The change, first released as a draft last year, is a response to rising cancer rates among women in their 40s, as well as evidence that earlier mammograms help save lives. The rate of breast cancer among women ages 40 to 49 increased 2% per year, on average, from 2015 to 2019, according to the National Cancer Institute.

“With this increasing incidence of breast cancer in women in their 40s, that points to mammography being even more beneficial,” said Dr. Wanda Nicholson, the chair of the task force.

The group, an independent panel of experts, estimated that its new recommendations — which were published Tuesday in the journal JAMA — could save up to 20% more lives relative to the old guidance.

Insurance companies often follow the task force’s recommendations when determining coverage and reimbursements, but many plans already cover mammograms for women starting at age 40.

Primary care doctors or obstetrician-gynecologists order mammograms — X-ray images of the breast — for their patients, and the service is typically provided by a technician at an imaging center or radiology department. Patients place each breast between two plates, then a machine takes X-ray images of their breast tissue.

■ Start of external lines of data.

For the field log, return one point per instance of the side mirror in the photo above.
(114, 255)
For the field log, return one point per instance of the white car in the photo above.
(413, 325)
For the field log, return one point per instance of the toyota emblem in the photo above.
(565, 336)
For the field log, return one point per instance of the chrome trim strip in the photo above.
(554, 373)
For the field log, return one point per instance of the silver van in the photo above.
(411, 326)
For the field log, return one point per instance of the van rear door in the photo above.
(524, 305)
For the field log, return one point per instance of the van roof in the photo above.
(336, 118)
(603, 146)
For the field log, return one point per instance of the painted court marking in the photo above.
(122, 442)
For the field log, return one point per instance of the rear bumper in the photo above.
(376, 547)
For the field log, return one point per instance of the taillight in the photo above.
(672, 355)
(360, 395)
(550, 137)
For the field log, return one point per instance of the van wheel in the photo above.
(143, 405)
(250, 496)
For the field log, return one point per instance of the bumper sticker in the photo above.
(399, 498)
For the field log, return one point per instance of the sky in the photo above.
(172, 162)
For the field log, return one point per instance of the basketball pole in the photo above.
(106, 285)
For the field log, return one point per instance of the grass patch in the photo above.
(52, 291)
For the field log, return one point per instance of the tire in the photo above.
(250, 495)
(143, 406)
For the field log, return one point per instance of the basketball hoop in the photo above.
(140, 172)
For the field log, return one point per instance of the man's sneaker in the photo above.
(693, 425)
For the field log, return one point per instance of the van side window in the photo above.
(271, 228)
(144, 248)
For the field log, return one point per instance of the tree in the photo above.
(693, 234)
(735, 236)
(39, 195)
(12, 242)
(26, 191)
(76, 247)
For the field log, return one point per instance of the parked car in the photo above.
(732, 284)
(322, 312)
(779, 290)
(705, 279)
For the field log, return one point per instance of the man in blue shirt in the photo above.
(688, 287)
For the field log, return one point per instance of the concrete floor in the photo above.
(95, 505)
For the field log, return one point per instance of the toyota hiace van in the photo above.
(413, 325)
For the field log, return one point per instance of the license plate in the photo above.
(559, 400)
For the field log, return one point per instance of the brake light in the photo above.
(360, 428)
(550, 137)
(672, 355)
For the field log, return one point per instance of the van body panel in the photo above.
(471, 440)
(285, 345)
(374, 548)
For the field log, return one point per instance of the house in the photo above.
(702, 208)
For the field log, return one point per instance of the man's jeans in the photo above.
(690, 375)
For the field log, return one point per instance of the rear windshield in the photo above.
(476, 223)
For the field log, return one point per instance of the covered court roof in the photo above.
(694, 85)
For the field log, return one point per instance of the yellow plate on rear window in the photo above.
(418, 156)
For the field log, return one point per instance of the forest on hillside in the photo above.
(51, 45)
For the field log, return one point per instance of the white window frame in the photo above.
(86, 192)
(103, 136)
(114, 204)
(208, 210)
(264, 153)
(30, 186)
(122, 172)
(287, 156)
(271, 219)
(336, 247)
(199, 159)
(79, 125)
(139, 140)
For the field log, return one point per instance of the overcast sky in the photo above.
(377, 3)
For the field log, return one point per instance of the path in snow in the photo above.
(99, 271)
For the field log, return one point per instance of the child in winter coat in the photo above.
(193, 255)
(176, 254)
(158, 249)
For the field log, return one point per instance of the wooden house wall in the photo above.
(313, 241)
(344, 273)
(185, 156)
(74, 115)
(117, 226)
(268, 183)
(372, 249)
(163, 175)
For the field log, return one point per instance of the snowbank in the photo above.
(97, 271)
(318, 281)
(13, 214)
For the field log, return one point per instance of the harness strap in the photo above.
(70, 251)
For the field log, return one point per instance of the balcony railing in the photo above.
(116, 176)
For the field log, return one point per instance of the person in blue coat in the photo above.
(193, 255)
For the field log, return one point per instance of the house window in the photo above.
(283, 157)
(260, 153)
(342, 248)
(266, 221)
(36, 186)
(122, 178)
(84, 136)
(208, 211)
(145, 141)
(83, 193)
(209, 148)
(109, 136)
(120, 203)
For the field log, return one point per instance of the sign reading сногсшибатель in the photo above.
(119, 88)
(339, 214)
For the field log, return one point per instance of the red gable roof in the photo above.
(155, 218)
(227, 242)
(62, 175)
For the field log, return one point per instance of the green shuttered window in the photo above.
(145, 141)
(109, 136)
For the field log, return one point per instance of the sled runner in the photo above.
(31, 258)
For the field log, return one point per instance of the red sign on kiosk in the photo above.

If abnormal lesions are found in the scans, patients may need additional mammograms, an ultrasound or sometimes a biopsy or MRI to determine if cancer is present.

The task force’s new guidelines do not apply to women with a personal history of breast cancer, those who’ve had an abnormality on a previous biopsy or those with a genetic marker for breast cancer — those groups may need to be screened earlier and more frequently.

The recommendations also only apply to women up to age 74.

Some leading medical groups said the task force’s new guidance still does not go far enough.

The American Cancer Society recommends annual screenings — rather than every other year — for women ages 45 to 54, with the option to switch to biennial screenings once they turn 55. It does not recommend that women stop screenings at a certain age, as long as they are expected to live at least 10 more years.

“We are disappointed that the updated USPSTF screening recommendations do not include women over the age of 74,” the ACS said in a statement. “Millions of women over age 75 are in very good health and are expected to live many more years during which their risk of breast cancer remains high.”

But Nicholson said there wasn’t enough evidence for the task force to recommend mammograms to women ages 75 and up.

“We want to reassure people that we have not forgotten women who are 75 years of age and older,” she said. “We are urgently calling for more research for this population.”

The American College of Radiology, meanwhile, expressed disappointment that the task force did not suggest yearly screenings starting at age 40, as the college recommends.

The ACR also suggests that all women — especially Black and Jewish women — talk with their doctors about their breast cancer risk before their 25th birthday. Black women are 40% more likely than white women to die from breast cancer, and Jewish women of Eastern European descent have a higher-than-average risk of breast cancer.

However, the task force’s analysis found that getting scans every year can yield more false positive results, which can lead to unnecessary biopsies or women receiving treatment for lesions that don’t necessarily pose a health risk. 

“Screening every other year compared to every year had a much more favorable balance of benefits and harms,” Nicholson said.

Dr. Phoebe Freer, chief of breast imaging at the University of Utah’s Huntsman Cancer Institute, said many women would prefer to get screened annually nonetheless.

“Usually, the risk is just being called back for extra pictures — maybe an ultrasound and after that being told that the woman’s fine and she can go back to routine screening. Most women are willing to tolerate that risk for that extra mortality reduction,” she said.

The ACR also recommends an additional MRI each year for women with dense breasts, which is associated with an increased risk of breast cancer. But the task force said it needed more research before suggesting that for women with more dense breast tissue.

“It possible that additional imaging could help them to live healthier, longer lives? The bottom line is that, with our current review, that evidence is just not there,” Nicholson said.